DRAIN THE SWAMP Act seeks to move DC bureaucracy ‘out of crazy town,' House DOGE leader says

Fox News12-02-2025

EXCLUSIVE: House DOGE Caucus founder Aaron Bean, R-Fla., will put forward the DRAIN THE SWAMP Act this week as part of continuing legislative attempts to target government waste.
The bill aims to require that federal agency heads relocate about one-third of headquarters-based employees "outside the Beltway" while finding ways to save taxpayer money through moves like selling underused Washington, D.C., office space.
Bean, who launched the bipartisan DOGE caucus in November, said his bill, which stands for the Decentralizing and Reorganizing Agency Infrastructure Nationwide To Harness Efficient Services, Workforce Administration and Management Priorities Act is what is needed to bring more accountability to Washington's bureaucracy.
"The swamp is thick and deep here in crazy town, and I'm here to drain it," Bean told Fox News Digital Wednesday.
"It is time to remind Washington that our duty is to serve the American people," the Fernandina Beach lawmaker added.
Agencies exempt from the legislation include the Pentagon, DHS, CIA and NSA, which is based at Fort George G. Meade near Glen Burnie, Maryland.
The remaining 70% of the federal workforce allowed to remain in and around the district would be required to work in person 100% of the time under the legislation.
The Office of Management and Budget, an executive cabinet agency, would then be directed to work toward selling — or not renewing leases on — office space vacated by the relocated bureaucrats, saving taxpayer funds.
Bean quipped that the DRAIN THE SWAMP Act will ensure the federal government works for the people "and not the other way around."
Sen. Joni Ernst, R-Iowa, Bean's DOGE counterpart in the upper chamber, also put forward companion legislation, which helps speed up the process of reconciling House and Senate versions of a bill to make it to the president's desk.
"The federal workforce has shown they clearly don't want to work in D.C., and I am going to make their dreams come true," said Ernst, who previously highlighted waste, fraud and abuse through her "Squeal Awards" that root out government "pork."
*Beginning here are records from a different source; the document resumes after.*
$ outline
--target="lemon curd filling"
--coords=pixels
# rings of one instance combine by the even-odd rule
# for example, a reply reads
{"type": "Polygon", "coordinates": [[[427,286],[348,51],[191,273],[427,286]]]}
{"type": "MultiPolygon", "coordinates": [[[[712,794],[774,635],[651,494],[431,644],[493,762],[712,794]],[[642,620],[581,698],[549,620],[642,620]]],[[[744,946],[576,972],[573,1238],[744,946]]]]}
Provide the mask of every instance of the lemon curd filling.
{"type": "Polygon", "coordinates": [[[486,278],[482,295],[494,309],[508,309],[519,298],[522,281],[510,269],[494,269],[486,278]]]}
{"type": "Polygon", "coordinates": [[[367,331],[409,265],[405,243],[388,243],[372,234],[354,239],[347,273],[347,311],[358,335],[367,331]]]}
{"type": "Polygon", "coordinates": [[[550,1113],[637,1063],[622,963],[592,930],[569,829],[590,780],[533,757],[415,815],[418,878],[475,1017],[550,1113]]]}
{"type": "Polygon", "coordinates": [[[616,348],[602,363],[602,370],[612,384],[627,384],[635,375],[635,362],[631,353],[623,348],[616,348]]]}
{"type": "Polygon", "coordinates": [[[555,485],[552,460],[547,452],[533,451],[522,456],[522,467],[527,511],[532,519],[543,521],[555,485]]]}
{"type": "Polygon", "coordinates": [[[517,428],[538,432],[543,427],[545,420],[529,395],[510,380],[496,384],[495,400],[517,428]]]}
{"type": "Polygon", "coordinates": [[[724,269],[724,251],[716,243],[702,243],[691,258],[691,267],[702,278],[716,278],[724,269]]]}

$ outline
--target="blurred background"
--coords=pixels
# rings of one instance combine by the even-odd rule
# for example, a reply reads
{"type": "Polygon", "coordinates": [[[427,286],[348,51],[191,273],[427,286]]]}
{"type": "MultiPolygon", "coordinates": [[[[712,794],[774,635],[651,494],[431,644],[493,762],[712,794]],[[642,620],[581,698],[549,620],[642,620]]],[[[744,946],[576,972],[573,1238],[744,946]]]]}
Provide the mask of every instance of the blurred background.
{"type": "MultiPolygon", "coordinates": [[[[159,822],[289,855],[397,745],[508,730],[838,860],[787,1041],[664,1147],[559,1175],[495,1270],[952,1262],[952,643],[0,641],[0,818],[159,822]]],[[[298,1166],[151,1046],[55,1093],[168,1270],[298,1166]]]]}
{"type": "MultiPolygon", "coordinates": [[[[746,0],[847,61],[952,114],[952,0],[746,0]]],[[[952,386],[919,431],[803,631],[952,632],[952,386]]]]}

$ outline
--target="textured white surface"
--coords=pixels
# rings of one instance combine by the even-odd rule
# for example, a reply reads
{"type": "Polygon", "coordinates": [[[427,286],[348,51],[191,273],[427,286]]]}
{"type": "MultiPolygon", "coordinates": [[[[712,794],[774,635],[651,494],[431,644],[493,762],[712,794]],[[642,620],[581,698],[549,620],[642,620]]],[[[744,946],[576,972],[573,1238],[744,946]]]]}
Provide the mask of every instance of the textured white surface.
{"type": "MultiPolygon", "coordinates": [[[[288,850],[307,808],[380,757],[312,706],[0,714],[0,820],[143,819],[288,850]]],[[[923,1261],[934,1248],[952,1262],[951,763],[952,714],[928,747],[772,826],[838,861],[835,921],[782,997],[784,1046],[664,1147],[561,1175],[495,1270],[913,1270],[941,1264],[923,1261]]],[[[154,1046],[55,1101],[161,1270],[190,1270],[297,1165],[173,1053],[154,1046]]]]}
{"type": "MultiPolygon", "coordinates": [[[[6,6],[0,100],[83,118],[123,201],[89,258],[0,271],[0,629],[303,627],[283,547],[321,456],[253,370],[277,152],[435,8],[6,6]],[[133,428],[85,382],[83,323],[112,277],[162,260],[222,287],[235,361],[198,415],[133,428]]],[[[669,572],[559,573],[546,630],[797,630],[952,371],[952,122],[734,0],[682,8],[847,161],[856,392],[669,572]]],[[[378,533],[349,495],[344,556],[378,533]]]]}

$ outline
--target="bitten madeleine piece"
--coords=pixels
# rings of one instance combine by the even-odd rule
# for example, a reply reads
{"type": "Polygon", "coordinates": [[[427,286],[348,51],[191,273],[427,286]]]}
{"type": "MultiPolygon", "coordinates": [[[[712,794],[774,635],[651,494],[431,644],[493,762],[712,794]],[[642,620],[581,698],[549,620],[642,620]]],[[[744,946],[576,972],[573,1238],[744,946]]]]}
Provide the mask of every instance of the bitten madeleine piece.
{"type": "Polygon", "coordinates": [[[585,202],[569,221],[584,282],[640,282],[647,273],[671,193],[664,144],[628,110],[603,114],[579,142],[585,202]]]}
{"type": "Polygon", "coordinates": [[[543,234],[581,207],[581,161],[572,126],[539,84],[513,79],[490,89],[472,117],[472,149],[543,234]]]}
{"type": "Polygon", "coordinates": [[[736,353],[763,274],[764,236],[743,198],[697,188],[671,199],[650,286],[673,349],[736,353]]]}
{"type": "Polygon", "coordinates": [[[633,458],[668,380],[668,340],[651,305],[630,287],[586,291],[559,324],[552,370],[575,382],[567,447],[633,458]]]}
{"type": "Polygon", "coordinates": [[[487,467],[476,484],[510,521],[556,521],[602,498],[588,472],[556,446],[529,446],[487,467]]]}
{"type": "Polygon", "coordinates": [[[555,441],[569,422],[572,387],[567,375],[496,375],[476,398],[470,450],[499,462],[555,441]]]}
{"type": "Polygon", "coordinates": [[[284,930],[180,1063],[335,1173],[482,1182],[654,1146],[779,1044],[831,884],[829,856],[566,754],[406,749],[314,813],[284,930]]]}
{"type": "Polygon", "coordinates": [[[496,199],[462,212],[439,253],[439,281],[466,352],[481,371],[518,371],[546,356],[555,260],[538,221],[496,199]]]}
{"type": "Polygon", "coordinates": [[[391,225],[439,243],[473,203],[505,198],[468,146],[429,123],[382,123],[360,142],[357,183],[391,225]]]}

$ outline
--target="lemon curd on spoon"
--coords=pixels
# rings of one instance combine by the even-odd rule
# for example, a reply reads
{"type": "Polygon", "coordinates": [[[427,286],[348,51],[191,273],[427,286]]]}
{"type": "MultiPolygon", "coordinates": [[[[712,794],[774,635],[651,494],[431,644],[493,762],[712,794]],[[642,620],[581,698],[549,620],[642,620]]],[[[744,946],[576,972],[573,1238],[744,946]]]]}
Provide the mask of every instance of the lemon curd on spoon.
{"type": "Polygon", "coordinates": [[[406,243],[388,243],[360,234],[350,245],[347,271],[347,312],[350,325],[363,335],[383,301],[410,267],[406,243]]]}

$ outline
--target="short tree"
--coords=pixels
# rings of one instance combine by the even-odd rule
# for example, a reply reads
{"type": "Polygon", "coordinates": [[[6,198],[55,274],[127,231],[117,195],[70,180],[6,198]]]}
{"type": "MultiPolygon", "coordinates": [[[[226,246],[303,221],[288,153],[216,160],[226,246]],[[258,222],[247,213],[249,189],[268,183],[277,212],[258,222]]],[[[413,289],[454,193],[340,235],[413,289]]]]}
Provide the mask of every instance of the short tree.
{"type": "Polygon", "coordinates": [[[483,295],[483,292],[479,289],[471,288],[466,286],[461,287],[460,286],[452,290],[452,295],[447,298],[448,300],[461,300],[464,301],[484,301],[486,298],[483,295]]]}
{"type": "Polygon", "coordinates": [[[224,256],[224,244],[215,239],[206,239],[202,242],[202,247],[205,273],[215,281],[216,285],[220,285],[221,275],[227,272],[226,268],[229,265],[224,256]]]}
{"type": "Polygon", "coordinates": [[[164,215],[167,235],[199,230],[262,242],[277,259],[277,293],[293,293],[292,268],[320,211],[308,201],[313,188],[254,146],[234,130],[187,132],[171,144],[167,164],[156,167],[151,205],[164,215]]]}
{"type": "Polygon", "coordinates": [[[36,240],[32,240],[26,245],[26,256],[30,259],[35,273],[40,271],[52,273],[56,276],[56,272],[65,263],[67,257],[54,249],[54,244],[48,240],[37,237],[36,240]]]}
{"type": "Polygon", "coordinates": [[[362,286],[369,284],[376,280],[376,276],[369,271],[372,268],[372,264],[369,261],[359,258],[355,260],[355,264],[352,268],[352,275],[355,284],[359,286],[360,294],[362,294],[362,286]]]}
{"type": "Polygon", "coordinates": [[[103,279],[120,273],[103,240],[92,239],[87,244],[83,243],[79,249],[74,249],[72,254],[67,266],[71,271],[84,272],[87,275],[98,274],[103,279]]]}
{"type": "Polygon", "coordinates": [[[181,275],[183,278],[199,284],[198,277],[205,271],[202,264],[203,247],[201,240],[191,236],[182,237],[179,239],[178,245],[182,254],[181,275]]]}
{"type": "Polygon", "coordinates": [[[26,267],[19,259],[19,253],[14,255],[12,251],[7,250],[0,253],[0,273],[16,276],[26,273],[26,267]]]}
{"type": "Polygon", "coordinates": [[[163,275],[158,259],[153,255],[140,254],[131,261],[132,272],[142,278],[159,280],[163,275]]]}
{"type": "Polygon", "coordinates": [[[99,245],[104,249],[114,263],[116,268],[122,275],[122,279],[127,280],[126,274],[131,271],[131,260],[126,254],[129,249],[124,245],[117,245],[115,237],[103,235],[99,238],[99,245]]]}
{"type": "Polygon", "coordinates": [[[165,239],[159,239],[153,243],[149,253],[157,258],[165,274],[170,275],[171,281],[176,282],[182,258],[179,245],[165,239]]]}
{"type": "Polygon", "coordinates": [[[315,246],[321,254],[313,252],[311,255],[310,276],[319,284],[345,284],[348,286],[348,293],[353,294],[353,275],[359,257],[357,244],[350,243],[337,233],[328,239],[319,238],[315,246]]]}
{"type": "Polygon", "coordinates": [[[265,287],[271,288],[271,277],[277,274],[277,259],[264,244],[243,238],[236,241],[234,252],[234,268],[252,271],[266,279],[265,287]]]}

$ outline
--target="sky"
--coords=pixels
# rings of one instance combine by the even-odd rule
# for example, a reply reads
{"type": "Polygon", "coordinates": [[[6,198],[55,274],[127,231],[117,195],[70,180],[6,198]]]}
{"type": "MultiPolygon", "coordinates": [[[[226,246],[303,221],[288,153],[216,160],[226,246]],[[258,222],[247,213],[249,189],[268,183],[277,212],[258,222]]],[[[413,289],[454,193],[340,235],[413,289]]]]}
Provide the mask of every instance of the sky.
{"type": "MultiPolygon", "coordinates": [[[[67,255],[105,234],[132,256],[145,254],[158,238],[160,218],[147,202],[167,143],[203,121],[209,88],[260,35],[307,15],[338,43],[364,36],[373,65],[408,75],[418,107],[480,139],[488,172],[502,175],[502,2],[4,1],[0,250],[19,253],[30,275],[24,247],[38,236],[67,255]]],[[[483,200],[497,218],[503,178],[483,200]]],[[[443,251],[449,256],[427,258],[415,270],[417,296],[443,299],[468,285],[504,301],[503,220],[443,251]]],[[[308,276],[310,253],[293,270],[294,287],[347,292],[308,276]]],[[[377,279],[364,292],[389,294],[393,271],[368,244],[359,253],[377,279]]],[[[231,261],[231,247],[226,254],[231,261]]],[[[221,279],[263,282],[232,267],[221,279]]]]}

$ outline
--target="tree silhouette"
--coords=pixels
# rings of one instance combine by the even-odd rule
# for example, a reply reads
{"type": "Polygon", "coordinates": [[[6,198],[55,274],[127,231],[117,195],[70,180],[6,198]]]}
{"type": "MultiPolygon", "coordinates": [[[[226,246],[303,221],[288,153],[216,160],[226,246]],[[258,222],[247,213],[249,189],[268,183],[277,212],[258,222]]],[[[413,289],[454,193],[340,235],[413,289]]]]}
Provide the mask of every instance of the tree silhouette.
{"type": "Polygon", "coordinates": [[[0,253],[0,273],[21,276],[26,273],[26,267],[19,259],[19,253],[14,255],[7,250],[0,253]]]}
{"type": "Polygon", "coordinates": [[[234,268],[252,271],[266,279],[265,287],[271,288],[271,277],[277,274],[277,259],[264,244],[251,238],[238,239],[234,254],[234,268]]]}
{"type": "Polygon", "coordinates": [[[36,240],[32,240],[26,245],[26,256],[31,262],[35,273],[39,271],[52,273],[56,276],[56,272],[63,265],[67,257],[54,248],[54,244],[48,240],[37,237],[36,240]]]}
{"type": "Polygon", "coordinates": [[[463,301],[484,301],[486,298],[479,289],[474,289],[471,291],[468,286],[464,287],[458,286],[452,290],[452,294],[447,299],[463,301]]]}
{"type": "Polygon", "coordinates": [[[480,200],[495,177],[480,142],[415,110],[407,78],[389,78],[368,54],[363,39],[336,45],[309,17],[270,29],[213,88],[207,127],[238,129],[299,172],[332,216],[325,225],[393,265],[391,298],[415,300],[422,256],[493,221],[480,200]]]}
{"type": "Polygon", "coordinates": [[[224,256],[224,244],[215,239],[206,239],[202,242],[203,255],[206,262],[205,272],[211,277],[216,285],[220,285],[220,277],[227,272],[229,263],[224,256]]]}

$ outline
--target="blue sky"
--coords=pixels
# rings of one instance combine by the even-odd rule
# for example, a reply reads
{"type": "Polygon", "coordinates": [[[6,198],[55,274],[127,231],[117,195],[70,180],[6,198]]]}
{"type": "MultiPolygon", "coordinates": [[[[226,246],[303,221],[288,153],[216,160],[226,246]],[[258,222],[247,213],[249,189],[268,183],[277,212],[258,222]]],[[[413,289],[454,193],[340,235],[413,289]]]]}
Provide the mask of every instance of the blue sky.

Since founding the DOGE caucus, Bean has added two GOP co-chairmen to the ranks — representatives Pete Sessions of Texas and Blake Moore of Utah.
Sessions, chairman of the House Oversight Subcommittee on Government Operations, previously highlighted the $2.7 trillion in reported fraud and improper government payments over the past 20 years.
"This is an absolutely unacceptable misuse of taxpayer dollars. Hardworking Americans deserve a government that works efficiently and effectively," Sessions said at the time.
In that regard, the executive branch's DOGE leader, Elon Musk, said Tuesday from the Oval Office that finding and ending improper and sometimes anonymous payments will save U.S. taxpayers a lot of money.
Musk added DOGE oversight led to the discovery that, in at least one instance, Social Security payments were being made to people recorded to be 150 years old.
Moore holds key roles on the Budget and Ways & Means Committee.